Ненастье оказалось кратковременным. Когда вверху посветлело, Урсула решила, не теряя времени, выбираться из рощи. Просохнут и согреются они скорее там, снаружи. Двигаться среди правильно посаженых деревьев было легко и Добрый ничего не имел против того, чтобы вновь принять своих седоков. Но сначала Урсула сняла платье, чтобы выжать (на Яне одежда осталась сухой).
— Мама! А эта птичка летает? — Ян повеселел и задавал привычный вопрос.
— Летает, — машинально отвечала Урсула.
— А почему до сих пор не улетела?
— Она ночью летает, днем спит.
— Тогда я подожду, не буду спать...
— Жди, — равнодушно сказала Урсула, — Все равно уснешь.
В отличие от маленького Яна у нее совсем не было чувства юмора.

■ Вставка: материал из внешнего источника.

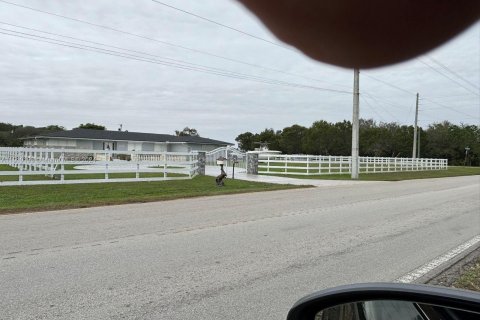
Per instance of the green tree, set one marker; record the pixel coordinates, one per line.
(187, 132)
(246, 141)
(271, 137)
(291, 139)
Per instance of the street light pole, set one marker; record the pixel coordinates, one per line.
(466, 155)
(355, 124)
(414, 151)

Добрый мурлыкнул, почуяв близость жилья. До захода солнца оставалось еще два часа, но здесь, видать, ложились рано. Урожай убран, можно почивать спокойно — кое-где в хатах уже горел мягкий свет. Зажиточные люди, если раскошелились на флуорлампу.
Урсула задумалась: куда же податься? Это в песне ты стучишься в любую дверь — она представила себя чужими глазами. Напугает кого угодно. Лучше не связываться. Вблизи одного из домов она спешилась, Ян вновь был у нее в "упряжи" за спиной. Велела Доброму пройти вперед и ждать, а сама скользнула по узкой тропинке вглубь огорода.
Мясолист или стиксова капуста, его толстые, тугие листья очень питательны. Запеченные или поджаренные, они своей губчатой консистенцией и вправду напоминают мясо, так богаты белком. Урсула старалась не брать помногу с одного места. Бесшумно работала ножом из остро заточенной стальной полоски, и ее дорожный мешок быстро наполнялся. Запыхавшись, присела у сарая: все ж тяжело. За ее плечами дремал Ян, игломет свой Урсула тоже несла на себе. Никогда не расставаться ни с сыном, ни с оружием, такое взяла себе правило.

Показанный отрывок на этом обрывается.